Matej Oresic
VTT
Biotechnology
Tietotie 2
P.O. Box 1500
Espoo,
FIN-02044
Finland
Email:
matej.oresic@vtt.fi
Phone:
+358-9-456-4491
High-throughput integrated quantitative analysis
of biological systems is becoming a desired approach to the study of functional
interactions between genes, proteins, and metabolites. Recent such applications
include studies of metabolic networks in S.
Cerevisiae, energy transduction in Halobacterium
NRC-1, and as a first such applications to the mammalian system, study of
Atherosclerosis using ApoE3-Leiden mice as a disease model.

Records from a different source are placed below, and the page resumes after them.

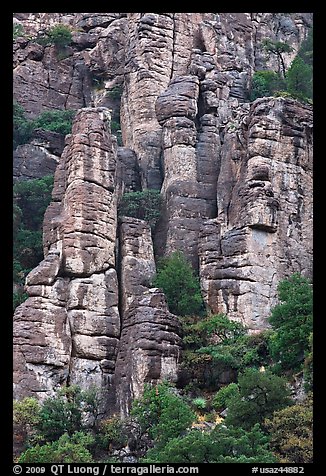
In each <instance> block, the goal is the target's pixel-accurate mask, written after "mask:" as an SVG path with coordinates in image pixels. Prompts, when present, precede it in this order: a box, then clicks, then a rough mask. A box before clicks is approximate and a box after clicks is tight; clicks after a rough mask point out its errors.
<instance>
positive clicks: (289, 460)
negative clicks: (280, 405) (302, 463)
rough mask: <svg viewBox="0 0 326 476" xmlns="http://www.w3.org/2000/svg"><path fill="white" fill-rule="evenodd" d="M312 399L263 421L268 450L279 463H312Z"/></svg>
mask: <svg viewBox="0 0 326 476" xmlns="http://www.w3.org/2000/svg"><path fill="white" fill-rule="evenodd" d="M312 410H313V409H312V398H311V397H309V398H307V399H306V400H305V401H304V402H303V403H299V404H296V405H292V406H290V407H286V408H283V409H282V410H279V411H276V412H275V413H274V414H273V416H272V417H271V418H270V419H267V420H265V422H264V427H265V429H266V430H267V431H268V433H269V434H270V448H271V449H272V451H273V453H274V454H275V456H276V457H277V459H278V461H279V462H280V463H312V462H313V411H312Z"/></svg>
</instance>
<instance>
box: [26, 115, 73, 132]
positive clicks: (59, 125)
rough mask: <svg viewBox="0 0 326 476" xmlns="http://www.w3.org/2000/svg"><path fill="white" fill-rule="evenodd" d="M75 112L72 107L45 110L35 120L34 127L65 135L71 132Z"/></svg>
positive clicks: (35, 127) (39, 128) (35, 128)
mask: <svg viewBox="0 0 326 476" xmlns="http://www.w3.org/2000/svg"><path fill="white" fill-rule="evenodd" d="M75 114H76V111H73V110H70V109H66V110H62V111H61V110H59V111H56V110H52V111H44V112H42V113H41V114H40V115H39V116H38V118H37V119H36V120H35V121H34V122H33V128H34V129H44V130H46V131H52V132H58V133H59V134H63V135H66V134H70V133H71V127H72V121H73V118H74V117H75Z"/></svg>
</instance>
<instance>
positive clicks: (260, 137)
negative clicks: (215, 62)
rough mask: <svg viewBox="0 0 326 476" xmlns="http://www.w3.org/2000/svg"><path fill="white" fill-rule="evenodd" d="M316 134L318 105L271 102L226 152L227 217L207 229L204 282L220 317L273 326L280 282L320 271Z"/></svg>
mask: <svg viewBox="0 0 326 476" xmlns="http://www.w3.org/2000/svg"><path fill="white" fill-rule="evenodd" d="M311 131H312V111H311V107H309V106H304V105H302V104H300V103H298V102H297V101H294V100H291V99H283V98H263V99H258V100H256V101H255V102H254V103H253V104H252V107H251V110H250V112H249V115H248V117H247V119H246V121H245V122H244V123H242V126H241V128H240V129H239V130H238V131H237V134H235V135H234V136H233V142H232V141H231V140H230V141H228V142H225V143H224V144H223V147H222V152H221V153H222V158H223V159H222V162H221V163H222V165H221V172H220V175H219V179H218V185H217V196H218V200H217V205H218V211H219V213H218V216H217V219H214V220H209V221H207V222H205V224H204V225H203V227H202V231H201V241H200V243H201V244H200V252H199V255H200V261H201V265H200V269H201V282H202V288H203V290H204V295H205V296H206V301H207V304H208V306H209V308H210V309H211V310H212V311H213V312H225V313H227V314H228V316H229V317H231V318H234V319H236V320H241V321H242V322H243V323H244V324H245V325H247V326H248V327H249V328H250V329H252V330H258V329H264V328H266V326H267V318H268V316H269V312H270V308H271V306H273V305H275V304H276V297H277V290H276V287H277V283H278V282H279V280H280V279H282V278H283V277H285V276H289V275H290V274H292V273H294V272H301V273H302V274H304V275H306V276H311V274H312V269H311V264H312V155H311V151H312V134H311ZM303 191H304V192H303Z"/></svg>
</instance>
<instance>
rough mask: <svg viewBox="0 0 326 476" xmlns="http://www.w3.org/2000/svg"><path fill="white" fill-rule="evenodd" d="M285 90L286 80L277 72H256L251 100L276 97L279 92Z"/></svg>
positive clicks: (253, 100) (255, 74) (250, 94)
mask: <svg viewBox="0 0 326 476" xmlns="http://www.w3.org/2000/svg"><path fill="white" fill-rule="evenodd" d="M284 88H285V83H284V80H282V78H281V77H280V75H279V74H277V73H275V71H270V70H264V71H255V73H254V75H253V77H252V84H251V91H250V100H251V101H254V100H255V99H257V98H260V97H264V96H274V95H275V93H276V92H277V91H280V90H282V89H284Z"/></svg>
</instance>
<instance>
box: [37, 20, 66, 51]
mask: <svg viewBox="0 0 326 476" xmlns="http://www.w3.org/2000/svg"><path fill="white" fill-rule="evenodd" d="M36 41H37V43H40V44H41V45H43V46H49V45H54V46H55V47H56V48H57V49H58V50H59V51H62V50H64V49H65V48H66V47H67V46H69V45H70V44H71V42H72V33H71V29H70V27H69V26H67V25H63V24H62V23H58V24H57V25H54V26H53V27H52V28H50V29H49V30H47V31H46V32H45V33H44V34H43V35H41V36H39V37H38V38H37V39H36Z"/></svg>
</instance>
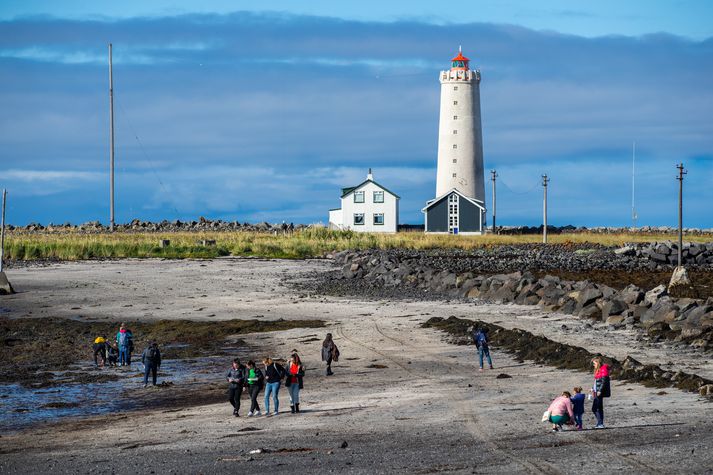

Analysis and comparison of molecular profile
data across multiple samples has been an active field of recent research, and
several statistical approaches to normalisation were developed enabling
quantitative comparison of expression levels across different samples and
genes. However, applications of techniques such as mass spectrometry and NMR to
measure protein and metabolite levels in complex samples offer new challenges
for data processing, integration, and interpretation. In order to obtain
protein and metabolite levels several processing steps need to be applied, such
as spectral alignment, peak detection, and normalisation.
Unlike
in microarrays where gene identities are largely known, mass spectra require
further steps for identification, such as MS/MS sequencing of tryptic peptides
and subsequent peptide database searches for protein identification. Due to
current instrumental limitations the identification process is very time
consuming and only a fraction of spectral peaks can be associated with
particular peptides or proteins, therefore a variety of computational methods
need to be applied to select the peaks with highest potential relevants to the
biological phenomena studied. As an example, we will present a recent study of
ApoE3-Leiden mouse model of Atherosclerosis. We obtained simultaneous snapshots
of gene expression, protein, and metabolic levels in two groups of mice,
ApoE3-Leiden transgenic mice and an isogenic control group.